Eppure, Leclerc ha ammesso: “Era la scelta giusta.” Perché quella macchina, quella SF-25, non può reggere la soft fino in fondo. E se anche l’avesse fatto, non sarebbe cambiato nulla.

La diagnosi di un male profondo

Il vero nodo non è la strategia. È la macchina. È il carico aerodinamico che manca, è l’aderenza che si dissolve, è una monoposto che in qualifica regge il gioco, ma in gara si scioglie come neve al sole.

“Abbiamo fatto il massimo — ha detto il monegasco — ma il massimo non basta.” E non basta da tempo. Da troppo tempo.
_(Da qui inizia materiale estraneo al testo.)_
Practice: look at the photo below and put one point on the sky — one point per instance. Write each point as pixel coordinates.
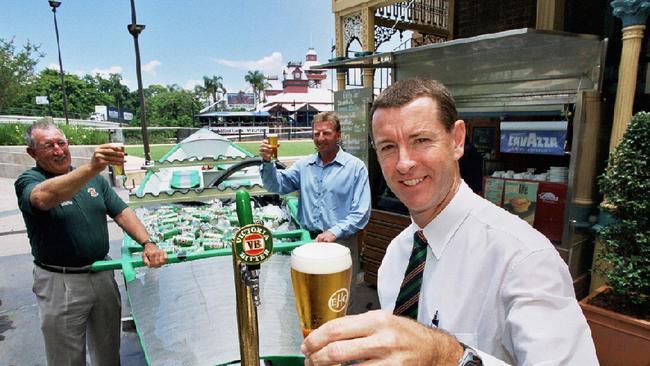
(182, 42)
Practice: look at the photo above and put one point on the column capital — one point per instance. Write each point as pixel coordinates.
(631, 12)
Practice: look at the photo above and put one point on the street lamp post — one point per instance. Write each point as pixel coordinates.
(55, 4)
(135, 30)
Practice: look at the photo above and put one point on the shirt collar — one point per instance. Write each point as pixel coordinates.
(443, 227)
(341, 158)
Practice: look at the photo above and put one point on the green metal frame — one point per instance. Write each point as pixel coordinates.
(129, 262)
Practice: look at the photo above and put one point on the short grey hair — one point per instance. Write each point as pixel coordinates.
(43, 124)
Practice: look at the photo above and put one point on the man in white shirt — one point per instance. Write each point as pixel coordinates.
(491, 291)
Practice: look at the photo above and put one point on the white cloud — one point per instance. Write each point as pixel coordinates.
(190, 84)
(271, 64)
(150, 67)
(105, 73)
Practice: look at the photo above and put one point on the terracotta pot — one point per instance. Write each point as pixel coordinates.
(620, 340)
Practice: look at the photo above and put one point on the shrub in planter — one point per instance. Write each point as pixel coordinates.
(626, 255)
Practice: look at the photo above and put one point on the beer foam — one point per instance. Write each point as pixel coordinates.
(321, 258)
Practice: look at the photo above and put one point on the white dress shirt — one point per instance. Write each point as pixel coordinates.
(497, 284)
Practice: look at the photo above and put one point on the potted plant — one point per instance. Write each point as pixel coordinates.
(619, 313)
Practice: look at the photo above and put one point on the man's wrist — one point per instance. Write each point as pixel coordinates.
(470, 357)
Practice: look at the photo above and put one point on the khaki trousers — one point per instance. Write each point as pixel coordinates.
(76, 309)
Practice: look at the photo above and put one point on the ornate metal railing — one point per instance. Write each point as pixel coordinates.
(422, 13)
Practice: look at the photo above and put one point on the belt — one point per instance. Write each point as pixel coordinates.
(67, 270)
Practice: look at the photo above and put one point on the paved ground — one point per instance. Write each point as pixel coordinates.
(21, 341)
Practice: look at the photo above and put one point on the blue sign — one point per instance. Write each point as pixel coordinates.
(533, 142)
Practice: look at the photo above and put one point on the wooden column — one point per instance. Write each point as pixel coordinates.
(633, 13)
(586, 166)
(368, 42)
(627, 72)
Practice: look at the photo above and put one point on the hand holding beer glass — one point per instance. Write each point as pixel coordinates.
(273, 141)
(321, 275)
(118, 169)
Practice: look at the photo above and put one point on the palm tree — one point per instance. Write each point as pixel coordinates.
(213, 86)
(258, 82)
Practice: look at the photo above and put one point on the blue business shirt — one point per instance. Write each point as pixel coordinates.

Il fondo nuovo? Sì, qualcosa ha dato. Ma non qui. A Sakhir, non si vedeva. A Jeddah, forse. Ma è un forse che non consola.

Un tunnel lungo, ma non infinito

Il tunnel è più lungo di quanto sperassi”, ha detto Leclerc. Una frase che sa di resa, ma anche di attesa. Perché la luce, forse, c’è. Ma non ancora. È là in fondo. E la Ferrari, oggi, sembra un vecchio reduce che sa di essere stato grande, ma deve ancora capire come tornarlo a essere.

E se anche ci riuscirà, non sarà domani.